One of the first things you could notice, if you’re familiar with Morgan Spurlock’s documentaries, is that he isn’t center stage in this one. I think I heard his voice at one point in the audio mix, but this isn’t a film whereupon Spurlock experiences Comic-Con and brings you along like a history lesson. Instead, he picked his subjects carefully, ones that cover a wide range of Comic-Con attendees with different agendas, and intercut their personal experiences with celebrity geek luminaries, like Joss Whedon, Stan Lee and Kevin Smith, as they explain their experiences and history with SDCC.

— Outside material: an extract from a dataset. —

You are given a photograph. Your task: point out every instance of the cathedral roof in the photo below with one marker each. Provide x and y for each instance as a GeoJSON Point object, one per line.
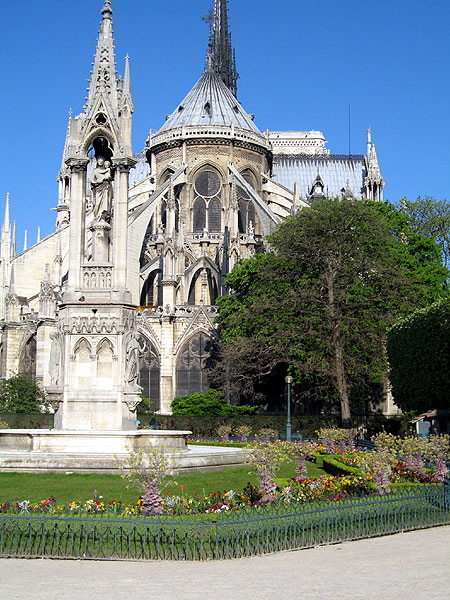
{"type": "Point", "coordinates": [334, 170]}
{"type": "Point", "coordinates": [210, 102]}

And it works, for the most part. There is definitely a feeling of preaching to the converted here; while I got more insight into the Masquerade Ball, for example, if I wasn’t already a long-time comic book nerd and someone with his own history of Comic-Con attendance, I’d probably zone out a bit here and there (which is what tended to happen for my wife as she watched; for the most part she got into it, but when people began dropping comic book artists’ names or talking about this or that thing super-geek, she was out of it). Not that there aren’t universal feelings and moments one can grab on to as the film unfolds, but, I mean, just look at the title… you know who this was made for, and who would read a name like that and go, “OH! I must see it!”
In some ways, it also felt like I was at a funeral with friends for majestic SDCCs of the past, and we were all having rose-colored memories while we tried to ignore the corpse in the room, stickered with corporate logos and draped in film studio marketing material. Which is to say, the film focuses on the positive the majority of the time, and while it doesn’t ignore the corporate co-opted reality of the current San Diego Comic-Con experience entirely, it also doesn’t get too dirty with the discussion about anything.
For example, the year this was filmed was the same year we had our 25th Anniversary Panel at the Con, and someone got stabbed in Hall H; considering a significant piece of the film occurred in Hall H after that unique, violent moment happened, I was waiting to see how the film approached the situation. When the answer was, “not at all,” I was surprised. It was so outside the norm for the Con that I was hoping someone had gotten some idea of what really happened there (did Spurlock capture SDCCs Altamont moment!?!). But now we’re so inside and SDCC year-specific that even more folks have no doubt tuned out so… different tale to be told, simply, and not the one for this film.
In the end, this is a film that celebrates the San Diego Comic-Con, and the various personalities and people that attend and embrace it. This isn’t some probing documentary full of gossip, insight and intrigue; it’s a love letter to a culture and one of the houses of worship at the center.